Aktuell laufe ein streitiges Verfahren Südafrikas vor dem Internationalen Gerichtshof (IGH), bei dem Israel ein Genozid im Gazastreifen vorgeworfen werde, erklärte Kai Ambos. Ergänzend dazu klage Nicaragua gegen Deutschland, da die Bundesrepublik wieder Kriegswaffen nach Israel liefere. Deshalb laute der Vorwurf des mittelamerikanischen Staates gegenüber Deutschland auf Beihilfe zum behaupteten Genozid. „In zwei oder drei Jahren ist mit einer Entscheidung zu rechnen“, machte der Richter die zu erwartende Zeitdauer deutlich.

Rechtswidrige Besatzung

Doch der Sachverhalt sei kein neuer. „Schon 2004 stellte ein Gutachten des Gerichtshofs fest, dass die Mauer, die Israelis und Palästinenser*innen trennt, gegen das Völkerrecht verstößt“, rief er in Erinnerung. 2024 schließlich wurde die Besatzung an sich als rechtswidrig bezeichnet. Gründe waren die Besiedelung durch Israelis, die Ausbeutung der dortigen Ressourcen sowie die Einschränkung des Selbstbestimmungsrechts der Palästinenser*innen. Deshalb werde der sofortige Abzug israelischer Truppen und der Abbruch jeglicher Zusammenarbeit von Drittstaaten mit der Besatzungsmacht gefordert. Der Chefankläger des Internationalen Strafgerichtshofs (IStGH), Karim Khan, hat Haftbefehle gegen Israels Ministerpräsident Benjamin Netanjahu und Verteidigungsminister Joaw Galant sowie drei (mittlerweile getöteten) Hamas-Funktionäre beantragt. Doch erwirkte man im Fall Putins einen Haftbefehl innerhalb weniger Wochen, dauert das Verfahren gegen die israelischen Politiker schon über fünf Monate.

Keine Verhältnismäßigkeit

„Das Selbstverteidigungsrecht eines Staates unterliegt der Verhältnismäßigkeit“, betonte der Jurist. So dürfe ein Angriff zurückgeschlagen und auch das Territorium des Angreifers attackiert werden. Dabei dürften jedoch keine zivilen Ziele angegriffen, sondern Vorsorgemaßnahmen für Zivilist*innen ergriffen werden. Bei jedem einzelnen Angriff müsste man diese Sachverhalte mit Blick auf die Verhältnismäßigkeit gegeneinander abwägen. „Wird ein Krankenhaus als militärischer Stützpunkt genutzt, darf es gemäß des Rechts in einem bewaffneten Konflikt angegriffen werden“, erläuterte Ambos. Doch sagten mittlerweile selbst deutsche Völkerrechtler*innen, dass die israelischen Streitkräfte jedes Maß der Verhältnismäßigkeit verloren hätten. „Bei 40.000 + x toten und 90.000 + x verletzten Palästinenser*innen gegenüber 1.200 toten Israelis, 3.000 Verletzten und 250 Geiseln ist eine ,Unwucht‘ da“, hielt der Professor der Universität Göttingen fest.

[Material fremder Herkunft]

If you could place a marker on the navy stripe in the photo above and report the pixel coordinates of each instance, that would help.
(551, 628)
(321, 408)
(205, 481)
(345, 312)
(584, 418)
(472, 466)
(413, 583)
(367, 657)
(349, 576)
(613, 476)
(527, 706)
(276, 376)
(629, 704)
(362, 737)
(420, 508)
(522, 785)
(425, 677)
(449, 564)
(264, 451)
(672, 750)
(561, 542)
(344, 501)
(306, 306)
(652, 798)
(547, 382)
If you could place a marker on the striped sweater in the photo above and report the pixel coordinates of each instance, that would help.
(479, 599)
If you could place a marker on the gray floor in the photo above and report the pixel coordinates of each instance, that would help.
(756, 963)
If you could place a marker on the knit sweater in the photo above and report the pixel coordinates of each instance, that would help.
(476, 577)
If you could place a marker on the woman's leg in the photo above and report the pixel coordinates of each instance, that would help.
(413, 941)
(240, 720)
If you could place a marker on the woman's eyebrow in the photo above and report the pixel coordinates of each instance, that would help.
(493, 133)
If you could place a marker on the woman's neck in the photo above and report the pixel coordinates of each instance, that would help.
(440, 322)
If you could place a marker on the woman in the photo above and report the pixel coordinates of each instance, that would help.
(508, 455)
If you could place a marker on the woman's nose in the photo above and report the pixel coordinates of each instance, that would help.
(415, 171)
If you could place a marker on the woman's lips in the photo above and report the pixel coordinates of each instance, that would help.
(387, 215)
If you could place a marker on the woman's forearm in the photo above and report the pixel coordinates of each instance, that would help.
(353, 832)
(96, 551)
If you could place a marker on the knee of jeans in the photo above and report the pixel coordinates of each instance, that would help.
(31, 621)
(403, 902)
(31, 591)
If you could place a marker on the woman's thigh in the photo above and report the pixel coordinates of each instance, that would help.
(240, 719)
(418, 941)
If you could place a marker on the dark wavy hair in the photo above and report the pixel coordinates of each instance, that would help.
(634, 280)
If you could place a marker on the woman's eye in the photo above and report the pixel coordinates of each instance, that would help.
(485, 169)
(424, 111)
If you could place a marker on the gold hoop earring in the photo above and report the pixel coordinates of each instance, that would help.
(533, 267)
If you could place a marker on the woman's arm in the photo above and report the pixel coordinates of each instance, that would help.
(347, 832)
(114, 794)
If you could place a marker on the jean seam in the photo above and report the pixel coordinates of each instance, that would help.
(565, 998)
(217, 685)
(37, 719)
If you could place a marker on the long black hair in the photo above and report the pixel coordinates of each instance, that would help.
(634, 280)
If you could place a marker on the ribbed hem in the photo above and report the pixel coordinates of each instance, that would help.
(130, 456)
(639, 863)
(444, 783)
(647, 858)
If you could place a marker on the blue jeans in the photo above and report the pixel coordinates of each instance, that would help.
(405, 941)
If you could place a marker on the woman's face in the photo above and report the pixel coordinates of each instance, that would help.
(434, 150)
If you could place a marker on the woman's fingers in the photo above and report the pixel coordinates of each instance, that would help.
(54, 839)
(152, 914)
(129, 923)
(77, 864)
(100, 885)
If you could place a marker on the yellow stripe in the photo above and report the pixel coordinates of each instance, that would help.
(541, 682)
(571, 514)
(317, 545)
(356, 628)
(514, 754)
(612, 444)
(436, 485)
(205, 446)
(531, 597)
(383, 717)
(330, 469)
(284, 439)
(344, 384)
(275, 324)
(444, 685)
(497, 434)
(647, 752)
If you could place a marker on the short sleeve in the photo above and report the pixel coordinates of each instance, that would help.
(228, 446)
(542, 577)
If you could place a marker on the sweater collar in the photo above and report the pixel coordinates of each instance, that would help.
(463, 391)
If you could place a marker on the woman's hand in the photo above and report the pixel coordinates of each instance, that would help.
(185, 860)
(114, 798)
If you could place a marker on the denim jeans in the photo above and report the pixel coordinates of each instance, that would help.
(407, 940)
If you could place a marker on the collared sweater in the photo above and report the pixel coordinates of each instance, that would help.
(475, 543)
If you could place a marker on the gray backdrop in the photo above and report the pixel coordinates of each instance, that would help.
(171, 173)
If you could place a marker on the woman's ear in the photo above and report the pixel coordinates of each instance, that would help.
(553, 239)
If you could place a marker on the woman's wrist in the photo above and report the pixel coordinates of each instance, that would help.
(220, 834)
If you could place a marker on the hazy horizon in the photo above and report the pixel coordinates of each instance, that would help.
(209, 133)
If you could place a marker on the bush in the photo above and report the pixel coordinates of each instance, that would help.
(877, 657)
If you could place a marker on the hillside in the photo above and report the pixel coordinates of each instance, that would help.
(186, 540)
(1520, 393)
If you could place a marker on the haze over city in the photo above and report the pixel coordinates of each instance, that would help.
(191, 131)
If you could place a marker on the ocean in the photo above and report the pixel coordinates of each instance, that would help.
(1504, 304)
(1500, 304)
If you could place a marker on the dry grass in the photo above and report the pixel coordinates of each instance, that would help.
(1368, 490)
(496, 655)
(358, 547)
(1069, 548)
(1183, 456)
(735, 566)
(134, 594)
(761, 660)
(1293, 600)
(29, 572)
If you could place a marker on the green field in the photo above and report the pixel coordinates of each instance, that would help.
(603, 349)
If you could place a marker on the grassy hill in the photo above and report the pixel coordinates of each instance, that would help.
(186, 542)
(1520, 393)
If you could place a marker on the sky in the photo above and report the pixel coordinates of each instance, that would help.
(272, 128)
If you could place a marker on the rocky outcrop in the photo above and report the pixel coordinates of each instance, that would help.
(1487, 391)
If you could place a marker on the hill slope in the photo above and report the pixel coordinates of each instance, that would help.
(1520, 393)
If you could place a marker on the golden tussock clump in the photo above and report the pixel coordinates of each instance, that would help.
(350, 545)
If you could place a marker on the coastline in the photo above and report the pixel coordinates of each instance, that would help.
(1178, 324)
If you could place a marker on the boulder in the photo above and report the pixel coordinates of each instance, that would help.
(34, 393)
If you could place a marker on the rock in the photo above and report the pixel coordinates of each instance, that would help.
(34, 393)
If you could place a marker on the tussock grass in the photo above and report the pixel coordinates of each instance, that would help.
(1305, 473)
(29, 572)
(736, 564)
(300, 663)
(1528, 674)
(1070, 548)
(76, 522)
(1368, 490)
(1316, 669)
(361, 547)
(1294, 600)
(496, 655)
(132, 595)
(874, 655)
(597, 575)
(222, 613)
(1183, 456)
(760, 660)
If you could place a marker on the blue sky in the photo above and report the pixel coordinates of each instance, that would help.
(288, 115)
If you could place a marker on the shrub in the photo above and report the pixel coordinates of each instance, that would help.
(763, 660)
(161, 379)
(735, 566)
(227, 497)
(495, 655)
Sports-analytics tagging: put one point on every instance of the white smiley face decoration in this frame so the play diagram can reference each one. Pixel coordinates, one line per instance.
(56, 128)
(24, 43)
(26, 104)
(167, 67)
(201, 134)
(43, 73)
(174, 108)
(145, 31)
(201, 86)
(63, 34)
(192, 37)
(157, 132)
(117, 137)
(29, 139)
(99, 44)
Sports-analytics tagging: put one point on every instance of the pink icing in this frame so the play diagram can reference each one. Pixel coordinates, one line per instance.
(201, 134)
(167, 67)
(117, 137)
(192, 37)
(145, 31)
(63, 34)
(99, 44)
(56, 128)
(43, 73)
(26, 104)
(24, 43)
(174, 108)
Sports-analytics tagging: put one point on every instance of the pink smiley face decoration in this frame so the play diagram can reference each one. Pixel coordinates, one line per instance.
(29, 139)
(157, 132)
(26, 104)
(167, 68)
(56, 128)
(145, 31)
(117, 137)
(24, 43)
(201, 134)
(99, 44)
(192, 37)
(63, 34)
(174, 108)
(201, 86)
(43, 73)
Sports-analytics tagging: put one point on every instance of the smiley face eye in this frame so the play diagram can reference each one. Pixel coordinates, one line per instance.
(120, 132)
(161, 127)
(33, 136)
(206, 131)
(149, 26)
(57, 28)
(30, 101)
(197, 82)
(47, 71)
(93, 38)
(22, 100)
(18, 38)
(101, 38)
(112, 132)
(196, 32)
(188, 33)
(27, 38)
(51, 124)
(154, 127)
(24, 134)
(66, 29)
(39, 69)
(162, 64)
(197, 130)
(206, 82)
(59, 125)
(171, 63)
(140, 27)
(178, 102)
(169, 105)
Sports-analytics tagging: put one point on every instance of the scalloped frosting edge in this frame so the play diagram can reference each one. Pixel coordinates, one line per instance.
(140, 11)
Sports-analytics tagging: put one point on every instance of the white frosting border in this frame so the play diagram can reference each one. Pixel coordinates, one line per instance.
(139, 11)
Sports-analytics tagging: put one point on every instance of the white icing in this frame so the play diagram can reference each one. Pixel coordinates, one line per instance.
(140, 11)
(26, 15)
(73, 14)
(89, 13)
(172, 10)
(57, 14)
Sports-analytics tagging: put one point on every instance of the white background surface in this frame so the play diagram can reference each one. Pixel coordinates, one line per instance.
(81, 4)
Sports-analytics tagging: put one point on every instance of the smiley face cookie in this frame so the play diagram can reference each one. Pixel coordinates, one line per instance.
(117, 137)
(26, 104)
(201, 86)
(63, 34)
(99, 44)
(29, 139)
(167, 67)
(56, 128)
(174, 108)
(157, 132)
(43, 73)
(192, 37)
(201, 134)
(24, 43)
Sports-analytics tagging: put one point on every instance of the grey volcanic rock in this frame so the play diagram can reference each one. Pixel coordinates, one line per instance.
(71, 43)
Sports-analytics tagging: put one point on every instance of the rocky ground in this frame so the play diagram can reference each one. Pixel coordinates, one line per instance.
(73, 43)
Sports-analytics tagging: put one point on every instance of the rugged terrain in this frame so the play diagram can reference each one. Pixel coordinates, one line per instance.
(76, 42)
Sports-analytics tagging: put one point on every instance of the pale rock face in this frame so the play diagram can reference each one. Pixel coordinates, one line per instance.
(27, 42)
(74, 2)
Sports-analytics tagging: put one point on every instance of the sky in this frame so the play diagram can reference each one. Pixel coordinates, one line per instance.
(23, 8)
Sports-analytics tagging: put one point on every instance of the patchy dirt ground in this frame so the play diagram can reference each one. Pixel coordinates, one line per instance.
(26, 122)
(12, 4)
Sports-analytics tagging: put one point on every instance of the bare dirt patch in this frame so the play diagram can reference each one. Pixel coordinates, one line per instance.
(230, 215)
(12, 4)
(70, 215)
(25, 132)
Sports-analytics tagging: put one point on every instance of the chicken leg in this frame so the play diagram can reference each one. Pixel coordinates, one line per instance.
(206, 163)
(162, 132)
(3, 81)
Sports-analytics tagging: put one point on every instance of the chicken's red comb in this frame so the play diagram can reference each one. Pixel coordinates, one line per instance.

Sanktionen gegen Politiker*innen

„Drittstaaten müssen auf die Beendigung des Unrechtszustands der Besatzung hinwirken“, zog Muriel Asseburg ihre Schlüsse aus dem IGH-Gutachten. Die Bundesregierung solle demzufolge untersuchen, welche Beziehungen zu Israel die Besatzung festigen und solche zu beenden. Statt nur die Siedlungen und die Besatzungen als illegal zu sehen, sollte man sich vielmehr für einen EU-weiten Importstopp von Siedlungsprodukten stark machen. „Auch israelische Politiker*innen, die das Siedlungsprojekt vorantreiben, sollten sanktioniert werden“, schlug die Nahost-Expertin der Stiftung Wissenschaft und Politik vor. Die Einschätzung des Regierungssprechers Steffen Hebestreit, die Klage vor dem IGH wegen Völkermordes entbehre jeglicher Grundlage, stoße vor allem im Globalen Süden auf Kritik.

Recht oder eigene Regeln?

In Südafrika oder Brasilien setze man sich für eine rechtsgeleitete Weltordnung mittels solcher UN-Institutionen ein. Der Vorstoß der Bundesregierung erwecke in diesen Ländern jedoch den Eindruck die USA und ihre Verbündeten wollten eine regelgeleitete Weltordnung etablieren, bei der nur sie die Regeln bestimmten. Kritisch sah Asseburg auch die „Staatsräson“ als historische Verantwortung. Dieser beinhalte sowohl die Verantwortung Deutschlands für Jüd*innen in der ganzen Welt, besonders aber in der Bundesrepublik und Israel sowie das Eintreten für Menschenrechte und das Völkerrecht.

Rechte für alle nötig

Doch wurden mit der Zeit die Menschenrechte der Verantwortung gegenüber allen Jüd*innen untergeordnet, spricht sie ein Spannungsfeld an. „Das wurde schließlich allein auf Israel reduziert, wobei man auf die Konfliktanalyse und Sicherheitsdoktrin des Staates zurückgriff“, kritisierte sie. Doch müsse man die Sicherheit der Israelis und die der Palästinenser*innen zusammen denken. „Es braucht einen Ausgleich, der allen in der Region Rechte gewährt“, forderte sie.

Angriffe auf UN-Truppen

„Jeder dritte Satz der Bundesaußenministerin Annalena Baerbock lautet, man müsse das Völkerrecht einhalten“, sagte die ehemalige Bundesministerin der Justiz Herta Däubler-Gmelin (SPD) über die Grünen-Politikerin. Doch danach passiere – nichts. Im Gegensatz dazu habe der UN-Hochkommissar für Menschenrechte Volker Türk die israelischen Angriffe auf die UNIFIL-Beobachter*innen-Mission im Libanon als völkerrechtswidrig verurteilt. „Ebenso müsste man gegen die israelischen Attacken auf Hilfsorganisationen vorgehen“, forderte sie. Nichtsdestotrotz plädierte sie für Differenzierung. „Man darf die Politik Netanjahus nicht mit Israel oder der israelischen Bevölkerung gleichsetzen“, mahnte sie.